Da es eine zeitliche Schranke für den Ausspruch der fristlosen Kündigung somit nicht gibt, kann das Recht zur fristlosen Kündigung im Einzelfall allenfalls verwirkt sein, wobei jedoch die Voraussetzungen hierfür vorliegen müssen, nämlich ein berechtigtes Vertrauen des Mieters, dass der Vermieter von seinem Recht zur fristlosen Kündigung wegen Verzugs mit zwei Monatsmieten keinen Gebrauch machen werde (Quelle: Pressemitteilung des BGH Nr. 120/2016 vom 13.07.2016).

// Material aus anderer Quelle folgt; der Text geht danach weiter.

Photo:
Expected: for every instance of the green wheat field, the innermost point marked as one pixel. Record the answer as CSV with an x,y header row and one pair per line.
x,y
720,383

Kann Vermieter ein Mietverhältnis wegen Überbelegung der Wohnung kündigen?

Amtsgericht (AG) München verurteilt Familie zur Räumung, weil die vom Familienvater angemietete Wohnung für die Familie zu klein war.

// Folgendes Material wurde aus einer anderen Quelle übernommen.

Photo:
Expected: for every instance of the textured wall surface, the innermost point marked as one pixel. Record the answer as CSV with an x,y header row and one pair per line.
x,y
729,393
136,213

Zwar ist ein Mieter grundsätzlich berechtigt seine Kinder und seinen Ehegatten in die Wohnung aufzunehmen.
Allerdings darf dadurch keine Überbelegung eintreten, die nach einer Faustregel dann (noch) nicht vorliegt, wenn

  • auf jede erwachsene Person oder auf je zwei Kinder bis zum 13. Lebensjahr ein Raum von jeweils ca. 12 qm entfällt oder
  • durchschnittlich 10 qm pro Person bei der Unterbringung von Familien gegeben sind.

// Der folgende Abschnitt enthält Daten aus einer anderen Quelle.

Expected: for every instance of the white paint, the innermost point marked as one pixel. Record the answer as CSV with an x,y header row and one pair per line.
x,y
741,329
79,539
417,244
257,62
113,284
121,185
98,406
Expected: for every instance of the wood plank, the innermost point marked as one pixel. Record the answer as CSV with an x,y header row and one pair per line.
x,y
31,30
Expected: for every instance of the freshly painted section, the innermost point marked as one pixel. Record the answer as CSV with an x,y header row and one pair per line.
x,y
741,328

Sind diese Richtwerte unterschritten, liegt

  • eine Überbelegung der Wohnung vor,

die, wenn der Mieter auf entsprechende Aufforderung des Vermieters die in der Wohnung lebenden Personen nicht reduziert,

  • den Vermieter zur ordentlichen Kündigung berechtigen kann und
  • zwar auch dann, wenn die eigenen Kinder des Mieters der Grund für die Überbelegung sind.

Darauf hat das AG München mit Urteil vom 29.04.2015 – 415 C 3152/15 – hingewiesen und einer Räumungsklage des Vermieters, mit einer Räumungsfrist von allerdings fünf Monaten, in einem Fall stattgegeben, in dem

  • der beklagte Familienvater am 10.02.2011 in München für eine monatliche Kaltmiete von 270 Euro eine Erdgeschoßwohnung mit einem Wohnraum, einer Küchenzeile, einem Bad mit Toilette und einem Kellerabteil angemietet hatte, bei der die Wohnfläche 25,88 Quadratmeter betrug, wovon auf den Wohnraum etwa 16 Quadratmeter entfielen,
  • aufgrund der geringen Größe der Wohnung er laut Mietvertrag nicht berechtigt war, abgesehen von der Ehefrau, eine weitere Person auf Dauer in die Wohnung aufzunehmen und
  • in der Wohnung dann aber nicht nur er mit seiner Ehefrau, sondern auch mit seinen 2010 und 2013 geborenen Kindern lebte.

Dass der Vermieter zur ordentlichen Kündigung berechtigt war, begründete das AG damit, dass

  • nach den obigen Richtwerten bereits zum Zeitpunkt des Abschlusses des Mietvertrags sowie Einzug mit Frau und einem Kind in die Wohnung eine Überbelegung vorgelegen habe, die durch das 2013 geborene Kind nur noch erhöht worden sei,
  • nunmehr auf jedes der vier in der Einzimmerwohnung lebenden Familienmitglieder gerade einmal rund 4 Quadratmeter Wohnfläche komme, also die Richtwerte weit unterschritten seien und

der Mieter durch diese Überbelegung der Wohnung gegen seine vertraglichen Pflichten verstoßen habe (Quelle: Pressemitteilung des Amtsgerichts München vom 22.04.2016 – 32/16 –).